Nigel Farage has made his most direct pitch to Labour voters yet, as he vowed to tear up Sir Keir Starmer’s deals from the last fortnight if he wins power and declared Reform UK as the true ‘party of the workers’.
In a wide-ranging speech in central London, the Reform UK leader turned his guns on Labour as he tacked to the left, vowing to reverse the cuts to winter fuel payments for pensioners and end the two-child benefit cap.

While Mr Farage held on to his traditional rightwing causes of slashing taxes, ending net immigration and scrapping diversity officers and policies, his message was aimed at disaffected Labour voters who polls suggest are abandoning Sir Keir.
He also challenged the prime minister to a debate in a working man’s club in Labour former ‘red wall’ heartlands after the Labour leader said he was ready to face off with Mr Farage.
But opponents labelled the Reform UK leader as “a fraud”.
Labour chair Ellie Reeves said: "There's nothing new about what Nigel Farage said today: the tens of billions of pounds of fantasy promises he made this morning are exactly how Liz Truss crashed the economy, devastating the finances of families across the country.
“Those families don't need to be told what the consequences would be of this nonsense. They live through it every month through the higher mortgages, higher rents, higher prices, and higher bills inflicted upon them by the last government.”
Mr Farage’s press conference came as a new poll suggested voters would rather see Sir Keir Starmer, Sir Ed Davey or Kemi Badenoch as prime minister.
In a blow to the Reform leader, a YouGov survey revealed all three of the Labour, Lib Dem and Conservative leaders would win a two-way choice for PM.
Sir Keir was preferred to Mr Farage by 44 per cent of voters, with just 29 per cent opting for the Brexiteer.
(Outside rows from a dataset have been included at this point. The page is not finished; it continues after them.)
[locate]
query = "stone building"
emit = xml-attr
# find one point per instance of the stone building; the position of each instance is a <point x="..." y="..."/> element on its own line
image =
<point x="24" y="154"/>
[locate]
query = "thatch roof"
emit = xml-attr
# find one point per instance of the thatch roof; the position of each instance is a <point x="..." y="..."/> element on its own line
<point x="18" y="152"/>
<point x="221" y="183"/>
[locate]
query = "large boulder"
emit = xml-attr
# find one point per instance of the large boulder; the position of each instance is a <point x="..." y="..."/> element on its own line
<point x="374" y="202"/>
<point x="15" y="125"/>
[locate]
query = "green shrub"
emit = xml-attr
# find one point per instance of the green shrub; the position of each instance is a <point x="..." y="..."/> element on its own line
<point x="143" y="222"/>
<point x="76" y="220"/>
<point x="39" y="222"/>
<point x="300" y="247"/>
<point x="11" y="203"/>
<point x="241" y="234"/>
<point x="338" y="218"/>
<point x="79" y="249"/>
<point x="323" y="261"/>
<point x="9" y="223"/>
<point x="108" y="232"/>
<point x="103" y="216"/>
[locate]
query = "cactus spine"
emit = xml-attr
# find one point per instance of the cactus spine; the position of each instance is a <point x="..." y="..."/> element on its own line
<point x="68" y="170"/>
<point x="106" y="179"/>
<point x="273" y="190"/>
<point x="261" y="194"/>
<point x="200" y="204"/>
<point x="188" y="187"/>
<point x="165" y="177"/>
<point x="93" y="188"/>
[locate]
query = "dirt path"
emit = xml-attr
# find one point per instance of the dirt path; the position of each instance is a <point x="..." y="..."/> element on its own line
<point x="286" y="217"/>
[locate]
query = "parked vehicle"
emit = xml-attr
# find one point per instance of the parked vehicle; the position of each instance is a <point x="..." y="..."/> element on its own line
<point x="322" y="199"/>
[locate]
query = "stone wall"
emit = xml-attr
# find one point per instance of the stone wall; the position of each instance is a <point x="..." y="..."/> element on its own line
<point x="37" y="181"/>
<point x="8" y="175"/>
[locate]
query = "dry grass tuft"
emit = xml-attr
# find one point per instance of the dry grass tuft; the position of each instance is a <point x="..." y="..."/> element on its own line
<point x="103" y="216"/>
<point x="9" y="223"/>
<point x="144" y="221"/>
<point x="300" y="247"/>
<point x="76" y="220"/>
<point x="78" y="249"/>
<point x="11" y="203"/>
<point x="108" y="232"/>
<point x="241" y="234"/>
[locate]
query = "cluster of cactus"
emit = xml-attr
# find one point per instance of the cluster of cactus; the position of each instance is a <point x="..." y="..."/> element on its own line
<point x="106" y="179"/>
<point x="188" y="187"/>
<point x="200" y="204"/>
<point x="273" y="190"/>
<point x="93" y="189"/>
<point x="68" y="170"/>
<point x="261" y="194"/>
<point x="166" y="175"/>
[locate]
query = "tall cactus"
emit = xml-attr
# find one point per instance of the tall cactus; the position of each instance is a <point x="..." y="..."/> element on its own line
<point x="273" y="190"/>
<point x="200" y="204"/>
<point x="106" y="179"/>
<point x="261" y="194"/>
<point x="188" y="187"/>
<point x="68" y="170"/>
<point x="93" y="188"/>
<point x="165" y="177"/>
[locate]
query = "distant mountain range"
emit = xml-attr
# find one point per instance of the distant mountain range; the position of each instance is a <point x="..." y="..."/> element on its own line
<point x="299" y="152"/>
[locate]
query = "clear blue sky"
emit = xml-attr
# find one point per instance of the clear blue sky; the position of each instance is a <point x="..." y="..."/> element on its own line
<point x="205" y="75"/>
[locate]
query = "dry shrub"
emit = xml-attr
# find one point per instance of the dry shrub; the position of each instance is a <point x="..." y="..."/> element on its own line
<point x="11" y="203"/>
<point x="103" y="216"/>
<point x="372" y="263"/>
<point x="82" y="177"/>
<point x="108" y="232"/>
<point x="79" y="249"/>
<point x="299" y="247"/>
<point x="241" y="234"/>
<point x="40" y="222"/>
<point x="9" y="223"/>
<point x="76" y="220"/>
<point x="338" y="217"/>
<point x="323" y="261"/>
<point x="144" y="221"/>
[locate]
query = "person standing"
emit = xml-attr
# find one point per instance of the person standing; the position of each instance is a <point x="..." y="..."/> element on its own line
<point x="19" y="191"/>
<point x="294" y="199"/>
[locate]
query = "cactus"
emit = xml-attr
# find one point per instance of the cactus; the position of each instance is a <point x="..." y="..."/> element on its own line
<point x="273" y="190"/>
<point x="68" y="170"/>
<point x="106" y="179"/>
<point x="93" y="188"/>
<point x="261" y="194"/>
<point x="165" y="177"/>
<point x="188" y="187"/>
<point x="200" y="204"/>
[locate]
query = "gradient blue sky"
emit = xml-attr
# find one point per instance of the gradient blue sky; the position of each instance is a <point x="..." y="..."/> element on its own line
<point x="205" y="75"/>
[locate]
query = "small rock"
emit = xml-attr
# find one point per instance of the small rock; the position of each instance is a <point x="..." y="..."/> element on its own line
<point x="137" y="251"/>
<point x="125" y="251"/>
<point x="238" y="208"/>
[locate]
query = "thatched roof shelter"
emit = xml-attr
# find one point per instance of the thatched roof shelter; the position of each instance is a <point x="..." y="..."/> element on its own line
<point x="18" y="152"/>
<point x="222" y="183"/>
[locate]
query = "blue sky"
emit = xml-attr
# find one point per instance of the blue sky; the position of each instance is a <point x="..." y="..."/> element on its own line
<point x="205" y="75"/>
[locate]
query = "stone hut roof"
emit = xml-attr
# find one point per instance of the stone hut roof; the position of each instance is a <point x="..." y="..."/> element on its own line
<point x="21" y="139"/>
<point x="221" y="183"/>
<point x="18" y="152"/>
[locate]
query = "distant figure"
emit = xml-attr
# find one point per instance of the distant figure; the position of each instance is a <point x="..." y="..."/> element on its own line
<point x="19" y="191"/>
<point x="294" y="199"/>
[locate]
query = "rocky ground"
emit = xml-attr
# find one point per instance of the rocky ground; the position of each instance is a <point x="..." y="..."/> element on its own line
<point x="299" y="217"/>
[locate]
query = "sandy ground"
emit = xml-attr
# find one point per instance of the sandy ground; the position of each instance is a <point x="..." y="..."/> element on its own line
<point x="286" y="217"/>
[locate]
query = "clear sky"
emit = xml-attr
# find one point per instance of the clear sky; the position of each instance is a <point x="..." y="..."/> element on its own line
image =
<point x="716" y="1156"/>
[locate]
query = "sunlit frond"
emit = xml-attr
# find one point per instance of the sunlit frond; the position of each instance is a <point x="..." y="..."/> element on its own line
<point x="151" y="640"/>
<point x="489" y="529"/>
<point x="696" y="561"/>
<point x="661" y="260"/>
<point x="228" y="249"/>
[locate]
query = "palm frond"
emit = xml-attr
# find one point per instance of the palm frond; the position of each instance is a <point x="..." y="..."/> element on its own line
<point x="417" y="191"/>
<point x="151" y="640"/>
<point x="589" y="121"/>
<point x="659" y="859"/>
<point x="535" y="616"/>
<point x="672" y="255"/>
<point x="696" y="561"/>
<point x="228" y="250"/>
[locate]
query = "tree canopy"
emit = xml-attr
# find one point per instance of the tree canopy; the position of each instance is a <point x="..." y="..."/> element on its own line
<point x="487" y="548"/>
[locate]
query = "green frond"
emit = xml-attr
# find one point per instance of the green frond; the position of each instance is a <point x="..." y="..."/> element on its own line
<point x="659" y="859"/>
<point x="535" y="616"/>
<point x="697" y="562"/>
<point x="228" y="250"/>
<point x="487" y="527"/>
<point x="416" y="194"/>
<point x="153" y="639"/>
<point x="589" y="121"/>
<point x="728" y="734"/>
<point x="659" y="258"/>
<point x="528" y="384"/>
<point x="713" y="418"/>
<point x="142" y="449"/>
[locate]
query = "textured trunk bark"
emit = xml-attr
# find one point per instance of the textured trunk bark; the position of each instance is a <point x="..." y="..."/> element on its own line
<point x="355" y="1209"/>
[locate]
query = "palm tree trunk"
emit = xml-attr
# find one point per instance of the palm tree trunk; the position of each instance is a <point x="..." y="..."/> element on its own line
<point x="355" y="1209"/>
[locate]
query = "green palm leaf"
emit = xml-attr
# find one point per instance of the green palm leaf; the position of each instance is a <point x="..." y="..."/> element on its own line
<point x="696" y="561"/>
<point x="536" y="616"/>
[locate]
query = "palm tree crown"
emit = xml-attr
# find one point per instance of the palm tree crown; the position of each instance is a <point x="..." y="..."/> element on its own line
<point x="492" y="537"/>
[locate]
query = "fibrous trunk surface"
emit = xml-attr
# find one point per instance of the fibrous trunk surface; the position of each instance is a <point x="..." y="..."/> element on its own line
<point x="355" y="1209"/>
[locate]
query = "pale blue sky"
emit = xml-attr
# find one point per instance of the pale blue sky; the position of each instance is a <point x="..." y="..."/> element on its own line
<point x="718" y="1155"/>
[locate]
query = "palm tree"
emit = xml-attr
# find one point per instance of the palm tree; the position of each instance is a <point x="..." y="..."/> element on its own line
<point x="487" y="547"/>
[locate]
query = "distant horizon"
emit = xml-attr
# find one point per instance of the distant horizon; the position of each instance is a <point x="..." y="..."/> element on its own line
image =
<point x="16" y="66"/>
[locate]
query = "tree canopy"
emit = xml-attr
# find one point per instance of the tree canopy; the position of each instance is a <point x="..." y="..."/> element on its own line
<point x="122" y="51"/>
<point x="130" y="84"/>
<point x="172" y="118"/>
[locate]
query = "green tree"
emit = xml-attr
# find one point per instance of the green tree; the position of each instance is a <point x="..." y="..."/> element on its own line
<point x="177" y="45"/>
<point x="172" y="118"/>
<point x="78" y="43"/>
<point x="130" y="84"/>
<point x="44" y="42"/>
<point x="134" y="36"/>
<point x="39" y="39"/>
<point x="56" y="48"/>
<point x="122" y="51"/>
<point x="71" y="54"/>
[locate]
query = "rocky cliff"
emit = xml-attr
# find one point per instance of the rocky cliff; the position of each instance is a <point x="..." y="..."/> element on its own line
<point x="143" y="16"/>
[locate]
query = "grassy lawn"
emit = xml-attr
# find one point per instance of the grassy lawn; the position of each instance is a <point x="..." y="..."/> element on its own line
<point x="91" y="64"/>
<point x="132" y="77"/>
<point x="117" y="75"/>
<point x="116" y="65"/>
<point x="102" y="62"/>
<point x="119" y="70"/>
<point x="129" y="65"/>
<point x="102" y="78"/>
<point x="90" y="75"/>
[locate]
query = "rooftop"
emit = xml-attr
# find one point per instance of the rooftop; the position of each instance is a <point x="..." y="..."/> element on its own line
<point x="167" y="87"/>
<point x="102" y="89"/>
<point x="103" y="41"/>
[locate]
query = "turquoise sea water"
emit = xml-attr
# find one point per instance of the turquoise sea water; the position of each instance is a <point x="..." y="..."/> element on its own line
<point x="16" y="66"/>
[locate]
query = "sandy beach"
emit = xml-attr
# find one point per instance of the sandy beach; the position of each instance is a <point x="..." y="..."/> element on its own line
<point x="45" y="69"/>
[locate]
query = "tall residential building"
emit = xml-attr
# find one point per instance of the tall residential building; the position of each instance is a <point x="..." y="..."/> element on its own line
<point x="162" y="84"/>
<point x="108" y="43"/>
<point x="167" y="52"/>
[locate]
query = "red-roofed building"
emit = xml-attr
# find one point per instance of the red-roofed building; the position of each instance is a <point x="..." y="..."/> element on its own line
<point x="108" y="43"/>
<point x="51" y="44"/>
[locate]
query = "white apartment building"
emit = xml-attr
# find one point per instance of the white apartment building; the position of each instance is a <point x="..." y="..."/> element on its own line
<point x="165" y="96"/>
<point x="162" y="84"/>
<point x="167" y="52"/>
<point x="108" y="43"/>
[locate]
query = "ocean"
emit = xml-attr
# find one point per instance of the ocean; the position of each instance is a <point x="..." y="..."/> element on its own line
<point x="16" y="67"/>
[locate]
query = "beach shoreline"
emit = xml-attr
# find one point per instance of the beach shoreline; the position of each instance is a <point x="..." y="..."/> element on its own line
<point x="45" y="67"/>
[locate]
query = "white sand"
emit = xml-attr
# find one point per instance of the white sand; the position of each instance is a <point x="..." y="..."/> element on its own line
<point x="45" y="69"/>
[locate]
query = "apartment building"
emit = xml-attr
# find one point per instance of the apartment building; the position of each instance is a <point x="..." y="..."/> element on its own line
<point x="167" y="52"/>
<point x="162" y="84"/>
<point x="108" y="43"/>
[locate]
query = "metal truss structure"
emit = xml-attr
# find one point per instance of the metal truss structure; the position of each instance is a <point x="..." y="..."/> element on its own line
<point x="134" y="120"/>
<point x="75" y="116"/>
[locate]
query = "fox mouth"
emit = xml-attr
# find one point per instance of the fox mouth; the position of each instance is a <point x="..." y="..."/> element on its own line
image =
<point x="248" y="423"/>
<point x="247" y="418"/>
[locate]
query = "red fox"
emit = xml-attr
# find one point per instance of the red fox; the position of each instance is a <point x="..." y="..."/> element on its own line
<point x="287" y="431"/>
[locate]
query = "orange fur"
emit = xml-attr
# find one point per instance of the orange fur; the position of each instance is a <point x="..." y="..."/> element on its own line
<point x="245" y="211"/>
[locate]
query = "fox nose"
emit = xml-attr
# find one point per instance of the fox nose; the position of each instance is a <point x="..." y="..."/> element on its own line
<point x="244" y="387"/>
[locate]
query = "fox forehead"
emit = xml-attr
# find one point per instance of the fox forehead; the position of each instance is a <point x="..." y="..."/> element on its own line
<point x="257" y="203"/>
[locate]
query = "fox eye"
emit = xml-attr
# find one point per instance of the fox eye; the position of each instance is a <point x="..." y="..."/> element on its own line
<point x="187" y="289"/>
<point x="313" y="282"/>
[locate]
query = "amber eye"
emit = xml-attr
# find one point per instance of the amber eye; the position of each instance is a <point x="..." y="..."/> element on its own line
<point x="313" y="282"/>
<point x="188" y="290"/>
Lib Dem leader Sir Ed beat Mr Farage by a similar margin, 44 per cent to 27, while Ms Badenoch was only marginally ahead.

However, a Techne UK poll for The Independent put Reform eight points ahead of Labour on 30 per cent to 22 per cent.
Mocking a favourite catchphrase of the prime minister, Mr Farage declared that Reform UK "really are now the party of working people".
And he claimed that Labour are "terrified" of his party, and declared the Conservative Party "finished".
Mr Farage said Labour “are absolutely terrified of Reform" and claimed they "did even worse" than the Conservatives in the local elections earlier this month.
"We completely wiped them out in County Durham, in many other parts of the East Midlands and elsewhere."
He said the government are "collapsing in terms of support", and later added: "Reform really are now the party of working people" while describing Sir Keir as heading the least popular government taking office “since the Suez crisis” in 1956.
He claimed that Chancellor Rachel Reeves is “woefully in over her head” and vowed to tear up Labour’s deals made in the last week on the Brexit reset with the EU and handing over the Chagos Islands to Mauritius.
He also tore into Sir Keir’s controversial speech on immigration and in a new focus on on the importance of “family”, the Reform UK leader also appeared to suggest lowering the abortion limit below the current 24 weeks.
In a blistering attack on Sir Keir, he said: “This prime minister has no connection with working people. No connection with what we used to call working-class communities.
"He doesn't understand what it's like to get up at 5 o'clock in the morning and go out and work physically hard for the time, he doesn't seem to understand that the tax burden, the cost of living, energy bills have meant that people genuinely have had a lower standard of living, quite consistently, over the course of the last 10 years."
The Reform UK leader said he did not want to wait until the next general election for a potential debate, and would want to face him before then.
He said: "I've got a great idea, why don't the prime minister and I go to a working man's club somewhere in the red wall and we'll sit there and let them ask us questions, and you can all come along and cover it live.
"That's my open invitation to the prime minister. Let's go to one of the former mining communities, let's go somewhere that Labour have held the seat pretty much consistently since 1918. Whether the prime minister will enjoy a few beers with the lads and do the Channel 4 racing that afternoon, I'm not sure, but I am very, very happy to do so."
TUC General Secretary Paul Nowak said: “Nigel Farage is a political fraud who’ll jump on any bandwagon to chase headlines. He is full of empty promises, writing cheques he knows will never be cashed.”
And Liberal Democrat Leader Sir Ed Davey said: “Nigel Farage praised the disastrous Truss mini-budget, and now he wants to repeat it with huge unfunded spending pledges and only vague promises of fantasy savings. It’s Trussonomics on steroids.”